Trump: “I’m Gonna Make a Deal with Somebody”
By Bryan Fischer
The political world was shaken over the weekend as Donald Trump struck a deal with Chuck and Nancy in a matter of minutes that left Mitch and Paul gaping open-mouthed at the altar. The deal raises the limit on the nation’s credit card into the stratosphere with no concessions, authorizes bloated government spending – including funding for Planned Parenthood – through December 15, and provides Hurricane Harvey relief with no offsets to pay for it anywhere.
In other words, it’s a perfectly terrible, no-good, very bad deal. Liberals all across the fruited plain are doing the happy dance today, while conservatives, paraphrasing Hillary, are asking, “What just happened?”
Well, what happened was, the feckless, weak, spineless, inept, convictionless leadership of the Republican Party on Capitol Hill, who don’t have clue one what to do with political power when they actually have it. You get the sense from the suits in the GOP that they’d actually rather be losers, so they can beat their chests about how bad the liberals are, raise money off their promises to do something about it all, and then secretly hope they lose so they can rinse and repeat.
When voters actually give them majorities in both houses of Congress, they dither around in dizzying circles with no idea what to do. They’re like the dog who caught the car and then has absolutely no idea what to with it.
What they have done is drive Trump right into the arms of their political adversaries. Trump, whether rightly or wrongly, fancies himself a deal maker extraordinaire. He wants to make deals and get things done. He’s waited an excruciating eight months to get something done with the Republican leadership, and has now realized there are no deals to be made there.
They don’t know what they believe and have no intention of keeping their campaign promises (e.g., to burn ObamaCare to the ground). Mussolini reportedly once said about the Italian people, “Governing the Italian people is not impossible, it is merely useless.” Trump has realized the leadership of the GOP must be Italian at heart.
Trump was ready to broker deals with Republicans on repealing and replacing ObamaCare, defunding Planned Parenthood, building a border wall, dramatically reducing illegal immigration, and getting rid of the fake filibuster that lets eight obstreperous Democrats control the political agenda on Capitol Hill. He’s waited eight long months for any signs that the Republican leadership actually believes what they said to get elected. He’s given up looking. Who can blame him?
What’s worse is that Mitch and Paul are not even bothered that Trump flatly ignored them in the Oval Office and did a deal with the Democrats. They were blasé about the whole thing, and even voted for this misbegotten legislation.

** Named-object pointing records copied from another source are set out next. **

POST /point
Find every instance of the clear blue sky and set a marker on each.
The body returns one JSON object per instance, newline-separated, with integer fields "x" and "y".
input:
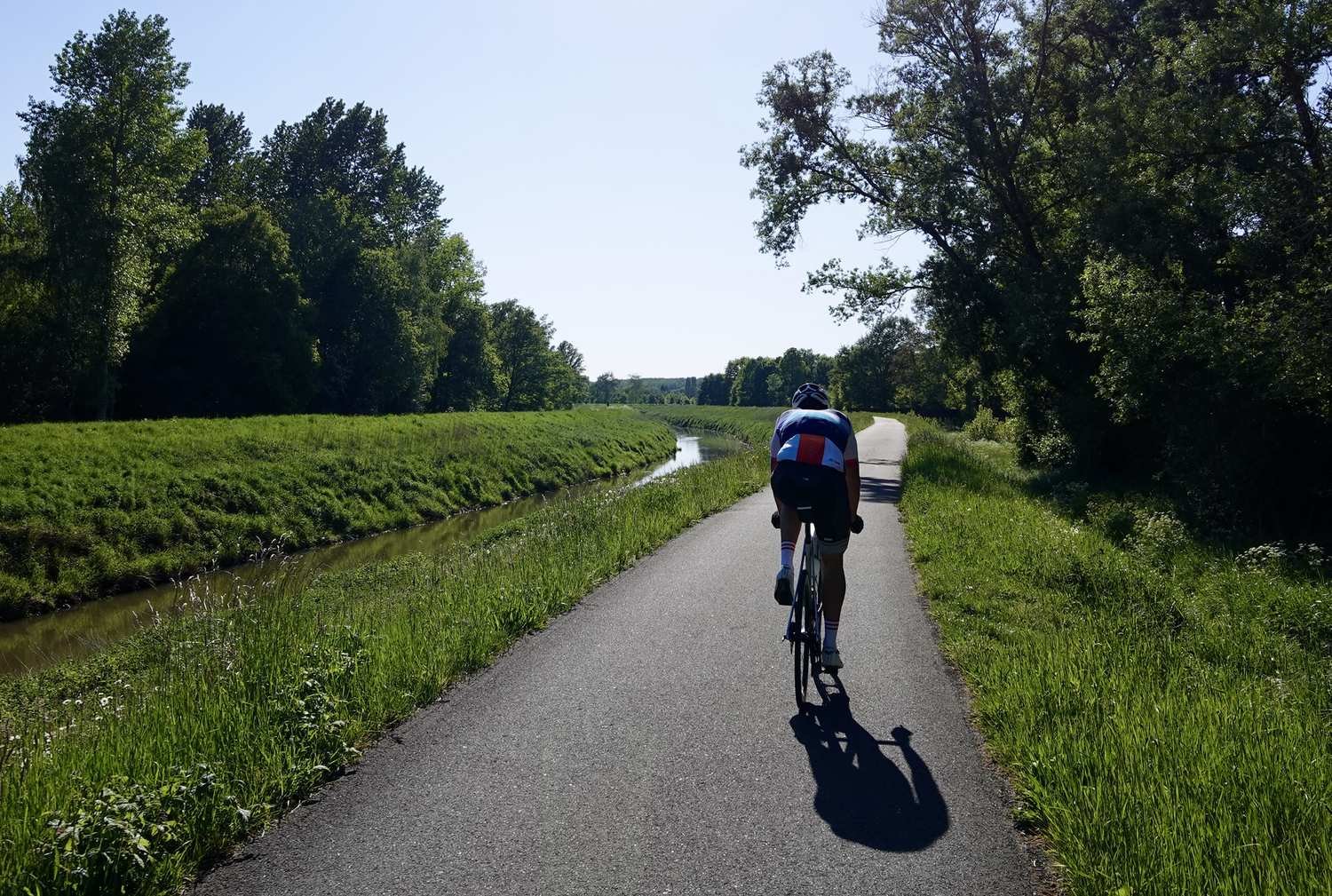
{"x": 586, "y": 149}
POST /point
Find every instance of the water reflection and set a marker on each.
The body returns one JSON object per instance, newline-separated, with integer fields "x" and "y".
{"x": 40, "y": 640}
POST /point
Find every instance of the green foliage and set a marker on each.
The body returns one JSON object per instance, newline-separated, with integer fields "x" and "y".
{"x": 276, "y": 695}
{"x": 229, "y": 163}
{"x": 711, "y": 391}
{"x": 231, "y": 333}
{"x": 1114, "y": 658}
{"x": 1127, "y": 226}
{"x": 106, "y": 164}
{"x": 92, "y": 506}
{"x": 123, "y": 258}
{"x": 533, "y": 373}
{"x": 983, "y": 426}
{"x": 894, "y": 367}
{"x": 469, "y": 372}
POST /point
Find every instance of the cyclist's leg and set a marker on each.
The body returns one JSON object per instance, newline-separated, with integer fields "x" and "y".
{"x": 786, "y": 488}
{"x": 834, "y": 536}
{"x": 785, "y": 491}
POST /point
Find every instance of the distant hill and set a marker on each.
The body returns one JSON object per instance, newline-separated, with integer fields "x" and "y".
{"x": 655, "y": 384}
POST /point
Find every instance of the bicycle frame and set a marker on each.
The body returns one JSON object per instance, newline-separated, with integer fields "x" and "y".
{"x": 806, "y": 618}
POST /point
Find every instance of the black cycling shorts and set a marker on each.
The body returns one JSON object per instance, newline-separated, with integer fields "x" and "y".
{"x": 823, "y": 490}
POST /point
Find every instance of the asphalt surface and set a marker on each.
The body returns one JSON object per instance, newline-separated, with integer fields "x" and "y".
{"x": 647, "y": 743}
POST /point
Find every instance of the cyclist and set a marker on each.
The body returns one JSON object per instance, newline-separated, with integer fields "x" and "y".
{"x": 815, "y": 464}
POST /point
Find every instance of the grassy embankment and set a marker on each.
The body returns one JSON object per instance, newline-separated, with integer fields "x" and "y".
{"x": 90, "y": 507}
{"x": 1163, "y": 707}
{"x": 223, "y": 720}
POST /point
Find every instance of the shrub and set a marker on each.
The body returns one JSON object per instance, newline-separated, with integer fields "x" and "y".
{"x": 983, "y": 426}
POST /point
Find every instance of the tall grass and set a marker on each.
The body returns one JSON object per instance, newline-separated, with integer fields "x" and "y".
{"x": 223, "y": 719}
{"x": 753, "y": 425}
{"x": 1163, "y": 707}
{"x": 88, "y": 507}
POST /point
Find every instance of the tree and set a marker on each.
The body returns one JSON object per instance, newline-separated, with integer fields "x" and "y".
{"x": 468, "y": 377}
{"x": 750, "y": 381}
{"x": 223, "y": 176}
{"x": 337, "y": 165}
{"x": 604, "y": 391}
{"x": 231, "y": 333}
{"x": 1123, "y": 210}
{"x": 29, "y": 364}
{"x": 106, "y": 163}
{"x": 711, "y": 391}
{"x": 634, "y": 391}
{"x": 535, "y": 375}
{"x": 341, "y": 191}
{"x": 381, "y": 335}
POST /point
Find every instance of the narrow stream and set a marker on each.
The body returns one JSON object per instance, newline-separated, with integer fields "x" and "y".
{"x": 36, "y": 642}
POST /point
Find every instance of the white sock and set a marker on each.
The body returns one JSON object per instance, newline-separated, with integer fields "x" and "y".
{"x": 829, "y": 634}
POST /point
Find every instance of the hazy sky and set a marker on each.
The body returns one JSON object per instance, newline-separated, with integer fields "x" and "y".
{"x": 586, "y": 149}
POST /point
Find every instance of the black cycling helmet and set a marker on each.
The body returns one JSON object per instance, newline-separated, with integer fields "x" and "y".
{"x": 812, "y": 396}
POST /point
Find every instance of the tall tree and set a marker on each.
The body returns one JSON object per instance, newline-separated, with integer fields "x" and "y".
{"x": 106, "y": 163}
{"x": 341, "y": 189}
{"x": 29, "y": 365}
{"x": 604, "y": 391}
{"x": 469, "y": 370}
{"x": 535, "y": 375}
{"x": 223, "y": 176}
{"x": 231, "y": 333}
{"x": 711, "y": 391}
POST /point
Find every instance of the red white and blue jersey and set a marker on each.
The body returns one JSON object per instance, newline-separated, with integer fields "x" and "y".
{"x": 815, "y": 437}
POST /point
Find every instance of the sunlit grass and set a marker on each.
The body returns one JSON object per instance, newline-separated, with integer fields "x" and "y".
{"x": 1163, "y": 710}
{"x": 85, "y": 507}
{"x": 234, "y": 714}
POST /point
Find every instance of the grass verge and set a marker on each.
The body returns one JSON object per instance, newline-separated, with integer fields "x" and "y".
{"x": 753, "y": 425}
{"x": 215, "y": 725}
{"x": 1164, "y": 709}
{"x": 91, "y": 507}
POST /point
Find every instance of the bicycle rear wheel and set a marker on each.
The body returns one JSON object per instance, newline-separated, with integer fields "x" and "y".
{"x": 801, "y": 645}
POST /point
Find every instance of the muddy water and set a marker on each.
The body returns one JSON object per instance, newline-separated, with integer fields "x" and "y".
{"x": 40, "y": 640}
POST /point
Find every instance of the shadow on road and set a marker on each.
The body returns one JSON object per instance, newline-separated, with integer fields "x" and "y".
{"x": 862, "y": 794}
{"x": 876, "y": 485}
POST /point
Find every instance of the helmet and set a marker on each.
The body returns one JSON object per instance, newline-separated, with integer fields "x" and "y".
{"x": 810, "y": 396}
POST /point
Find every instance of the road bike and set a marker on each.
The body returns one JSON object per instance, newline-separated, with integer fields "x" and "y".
{"x": 805, "y": 623}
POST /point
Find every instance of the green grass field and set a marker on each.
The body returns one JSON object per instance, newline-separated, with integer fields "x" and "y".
{"x": 123, "y": 773}
{"x": 210, "y": 727}
{"x": 753, "y": 425}
{"x": 90, "y": 507}
{"x": 1164, "y": 709}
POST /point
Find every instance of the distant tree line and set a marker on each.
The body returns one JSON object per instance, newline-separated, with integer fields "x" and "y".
{"x": 1129, "y": 226}
{"x": 155, "y": 263}
{"x": 894, "y": 367}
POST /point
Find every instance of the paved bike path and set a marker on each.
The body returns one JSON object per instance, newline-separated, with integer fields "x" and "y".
{"x": 646, "y": 743}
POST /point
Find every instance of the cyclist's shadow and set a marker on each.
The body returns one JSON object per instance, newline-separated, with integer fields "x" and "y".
{"x": 862, "y": 794}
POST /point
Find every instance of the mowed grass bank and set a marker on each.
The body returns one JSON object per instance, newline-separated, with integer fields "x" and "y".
{"x": 753, "y": 425}
{"x": 1164, "y": 709}
{"x": 215, "y": 725}
{"x": 91, "y": 507}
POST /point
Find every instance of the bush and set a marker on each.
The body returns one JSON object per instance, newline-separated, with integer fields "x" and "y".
{"x": 983, "y": 426}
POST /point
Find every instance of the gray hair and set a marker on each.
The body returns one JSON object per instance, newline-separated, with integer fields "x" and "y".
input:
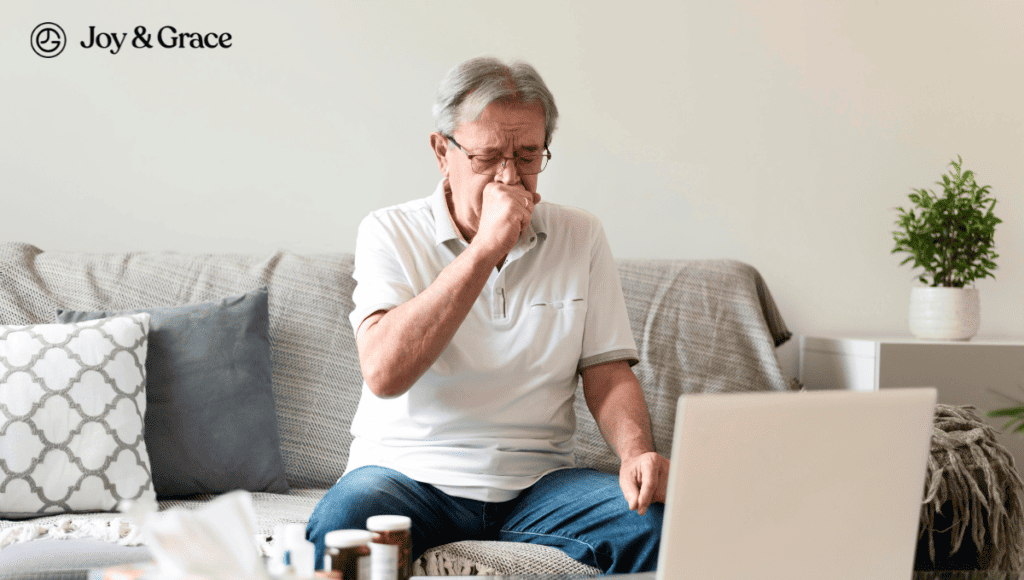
{"x": 471, "y": 86}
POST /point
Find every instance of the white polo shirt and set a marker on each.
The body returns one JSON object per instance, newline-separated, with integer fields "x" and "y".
{"x": 494, "y": 413}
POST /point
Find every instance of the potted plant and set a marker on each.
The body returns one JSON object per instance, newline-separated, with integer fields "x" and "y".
{"x": 951, "y": 237}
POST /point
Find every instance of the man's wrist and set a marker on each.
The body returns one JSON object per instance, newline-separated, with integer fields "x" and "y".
{"x": 484, "y": 255}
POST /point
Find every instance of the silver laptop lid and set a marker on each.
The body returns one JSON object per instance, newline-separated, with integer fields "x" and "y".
{"x": 797, "y": 485}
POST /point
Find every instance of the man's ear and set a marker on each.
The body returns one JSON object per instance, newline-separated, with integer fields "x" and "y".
{"x": 438, "y": 143}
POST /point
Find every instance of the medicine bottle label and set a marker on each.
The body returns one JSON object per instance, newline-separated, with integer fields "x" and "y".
{"x": 384, "y": 562}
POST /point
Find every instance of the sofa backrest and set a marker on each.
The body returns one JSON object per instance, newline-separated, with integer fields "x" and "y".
{"x": 700, "y": 326}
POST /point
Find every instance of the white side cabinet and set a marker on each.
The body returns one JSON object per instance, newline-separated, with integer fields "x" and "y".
{"x": 988, "y": 374}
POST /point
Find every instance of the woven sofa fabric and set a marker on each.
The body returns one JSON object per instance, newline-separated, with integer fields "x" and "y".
{"x": 700, "y": 326}
{"x": 315, "y": 372}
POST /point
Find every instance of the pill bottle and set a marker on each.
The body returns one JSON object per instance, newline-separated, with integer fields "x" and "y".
{"x": 347, "y": 554}
{"x": 392, "y": 547}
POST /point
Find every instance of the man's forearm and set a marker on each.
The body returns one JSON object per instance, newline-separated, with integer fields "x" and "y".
{"x": 614, "y": 398}
{"x": 397, "y": 346}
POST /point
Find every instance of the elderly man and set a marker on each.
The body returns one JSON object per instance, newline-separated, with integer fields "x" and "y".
{"x": 475, "y": 311}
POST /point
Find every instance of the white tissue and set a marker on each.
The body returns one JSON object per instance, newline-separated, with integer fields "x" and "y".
{"x": 215, "y": 542}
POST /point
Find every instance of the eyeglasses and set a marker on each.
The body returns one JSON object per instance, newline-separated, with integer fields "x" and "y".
{"x": 492, "y": 163}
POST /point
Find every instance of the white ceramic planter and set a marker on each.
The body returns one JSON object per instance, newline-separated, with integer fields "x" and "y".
{"x": 944, "y": 314}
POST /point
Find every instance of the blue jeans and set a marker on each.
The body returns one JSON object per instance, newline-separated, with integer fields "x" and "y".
{"x": 580, "y": 511}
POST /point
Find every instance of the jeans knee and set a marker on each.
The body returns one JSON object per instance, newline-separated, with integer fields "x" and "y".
{"x": 356, "y": 496}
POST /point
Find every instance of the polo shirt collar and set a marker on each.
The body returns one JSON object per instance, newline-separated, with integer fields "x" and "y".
{"x": 444, "y": 228}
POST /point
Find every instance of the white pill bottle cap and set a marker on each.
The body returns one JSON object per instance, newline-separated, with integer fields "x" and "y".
{"x": 388, "y": 523}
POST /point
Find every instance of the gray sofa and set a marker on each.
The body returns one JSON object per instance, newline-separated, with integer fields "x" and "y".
{"x": 700, "y": 326}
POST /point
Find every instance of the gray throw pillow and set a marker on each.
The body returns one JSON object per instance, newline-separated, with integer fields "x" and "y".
{"x": 210, "y": 421}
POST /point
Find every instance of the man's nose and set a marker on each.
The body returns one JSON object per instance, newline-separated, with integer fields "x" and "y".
{"x": 508, "y": 173}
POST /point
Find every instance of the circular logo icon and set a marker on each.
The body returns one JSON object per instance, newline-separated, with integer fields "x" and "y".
{"x": 48, "y": 40}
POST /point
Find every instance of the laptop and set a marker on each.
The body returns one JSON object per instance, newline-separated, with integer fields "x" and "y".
{"x": 797, "y": 485}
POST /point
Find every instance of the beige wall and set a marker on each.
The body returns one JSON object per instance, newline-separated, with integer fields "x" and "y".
{"x": 780, "y": 133}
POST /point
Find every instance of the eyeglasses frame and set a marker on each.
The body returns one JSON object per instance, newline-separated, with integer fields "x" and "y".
{"x": 546, "y": 154}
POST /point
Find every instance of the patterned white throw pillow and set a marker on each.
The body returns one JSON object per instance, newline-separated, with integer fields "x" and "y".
{"x": 72, "y": 410}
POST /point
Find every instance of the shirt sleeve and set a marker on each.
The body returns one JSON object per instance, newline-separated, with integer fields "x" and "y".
{"x": 606, "y": 334}
{"x": 381, "y": 283}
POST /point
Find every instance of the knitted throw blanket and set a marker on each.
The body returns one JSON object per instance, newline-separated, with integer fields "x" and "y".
{"x": 977, "y": 477}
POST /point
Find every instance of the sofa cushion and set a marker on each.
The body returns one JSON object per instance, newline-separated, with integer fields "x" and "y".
{"x": 72, "y": 407}
{"x": 316, "y": 379}
{"x": 211, "y": 424}
{"x": 700, "y": 326}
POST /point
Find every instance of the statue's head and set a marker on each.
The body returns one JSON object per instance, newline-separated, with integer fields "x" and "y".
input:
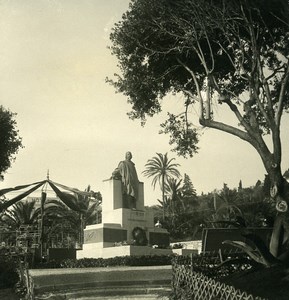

Trump’s best friends Chuck and Nancy are willing to deal, and they can find enough Swamp Creatures in the GOP to get things done. More Republicans than Democrats voted for this debt ceiling-spending-relief bill, and Trump and his new best friends will be able to cobble together enough of these renegade Republican votes to get the Democrat agenda pushed right on through.
As Paul Begala put it, “The two just made a deal with the guy who wrote ‘The Art of the Deal’ and made it the Art of the Steal. Poor President Donald Trump was lucky he got out of the room with his hair.”
Bottom line: if the GOP leadership actually believed their own platform, and what they claim to stand for, Trump would be willing to make deal after deal with them and enact a conservative agenda. Trump is not an ideologue. He operates on gut instinct. But he wants to get things done. He’d like to get them done with Republicans, because their supposed agenda lines up better with his instincts. But he’s discovering that Republicans don’t actually want to govern.
This all leaves conservatives with a massive case of what one observer called PTSD: Pelosi-Trump-Schumer Disorder. The only cure? A spinal transplant for Mitch McConnell, Paul Ryan, and their fellow Swamp Creatures on Capitol Hill.